Seulement les marchés de l’art à un haut niveau possèdent encore leurs experts. Il faut un personnage de caractère comme François Mitjaville, propriétaire des Chateaux Tertre Roteboeuf et Roc de Cambes, pour dénoncer à juste titre cette absence de l’expert avec une déontologie et une éthique du métier. La presse spécialisée est devenue la source d’information. Les nombreuses études, les articles en profondeur, les interviews, les dégustations horizontales, verticales, à l’aveugle ou ouvertes sont à la disposition des intéressés. Mais la surenchère, la spéculation et la cupidité illimitée des propriétaires, des courtiers, des teneurs d’allocations ont rendu inabordables beaucoup de vins illustrés dans la presse spécialisée. Le véritable amateur déguste le vin le plus désiré par les paroles, sans pouvoir l’encaver. Cet acte-là, il doit le laisser aux nouveaux milliardaires russes ou chinois.

C’est une réalité. C’est aussi un miracle au sein d’une crise mondiale du vin où les connus deviennent plus connus et les moins connus plus méprisés. Pour un journaliste, il est plus tentant de fréquenter les stars, de faire briller encore plus les étoiles, que de s’intéresser à ceux que périssent dans l’ombre des stars.

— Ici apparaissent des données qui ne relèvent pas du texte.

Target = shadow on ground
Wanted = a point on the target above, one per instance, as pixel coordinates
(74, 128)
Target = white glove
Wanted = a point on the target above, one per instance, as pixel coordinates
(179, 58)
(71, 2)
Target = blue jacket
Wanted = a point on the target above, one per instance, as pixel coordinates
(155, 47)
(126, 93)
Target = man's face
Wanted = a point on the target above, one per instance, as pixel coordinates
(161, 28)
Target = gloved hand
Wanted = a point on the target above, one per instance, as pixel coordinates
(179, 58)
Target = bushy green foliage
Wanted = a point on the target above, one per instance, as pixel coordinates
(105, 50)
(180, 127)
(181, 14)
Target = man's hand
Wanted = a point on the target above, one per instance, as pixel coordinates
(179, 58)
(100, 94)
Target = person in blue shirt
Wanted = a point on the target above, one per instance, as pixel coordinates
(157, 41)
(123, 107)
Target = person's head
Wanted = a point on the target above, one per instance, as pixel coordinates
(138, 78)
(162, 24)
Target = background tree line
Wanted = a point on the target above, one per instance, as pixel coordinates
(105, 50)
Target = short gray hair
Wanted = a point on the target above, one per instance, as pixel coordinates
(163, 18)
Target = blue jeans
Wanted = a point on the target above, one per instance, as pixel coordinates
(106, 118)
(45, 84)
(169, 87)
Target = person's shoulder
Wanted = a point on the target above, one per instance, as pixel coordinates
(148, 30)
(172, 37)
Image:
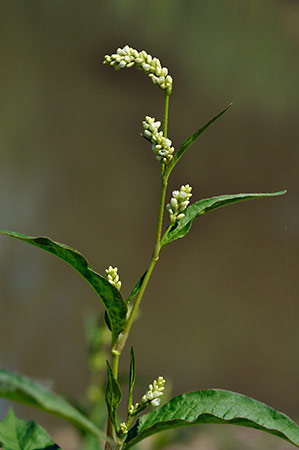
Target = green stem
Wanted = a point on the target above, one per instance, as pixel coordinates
(165, 121)
(124, 336)
(118, 347)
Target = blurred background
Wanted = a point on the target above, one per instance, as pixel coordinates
(222, 306)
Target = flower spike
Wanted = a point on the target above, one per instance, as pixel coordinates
(178, 203)
(129, 57)
(161, 146)
(113, 277)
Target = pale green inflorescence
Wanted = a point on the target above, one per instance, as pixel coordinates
(123, 428)
(113, 277)
(154, 393)
(152, 397)
(129, 57)
(161, 146)
(178, 203)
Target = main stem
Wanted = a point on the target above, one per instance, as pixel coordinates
(118, 348)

Ce privilège d’entrer dans la fausse intimité des grands les rend radieux et un peu aveugles. Les bonnes notes font vendre. Bien plus qu’un bon conseil basé sur des années d’expérience. Les très bonnes notes génèrent la spéculation, la surenchère et la cupidité. Chaque année, la distance entre les notes qui réduisent les ventes et celles qui les stimulent se réduit d’avantage.

Pour un propriétaire d’un Grand Cru de Saint-Emilion, une note entre 89 et 90 suffisait pour bien et surtout rapidement vendre sa récolte lors des premières apparitions des notes Parker. Après, c’était une note de 93/100 et plus. Pendant la campagne des primeurs 2005, il fallait une note de 96 sur 100 pour obtenir les mêmes effets. Plus personne ne se soucie du potentiel à moyen et long terme. Du plaisir de boire, de la digestibilité et du mariage heureux ou malheureux avec tel plat. Un site, une liste avec des allocations et des notes forment aujourd’hui la colonne vertébrale du nouveau négociant. Son expertise se limite à reconnaître le potentiel de hausse ou le danger de la baisse de prix. Les paroles, lui, il n’en a pas besoin, mais il est disposé à coller les extraits de presse sur ses sélections – ça aussi, ça fait vendre.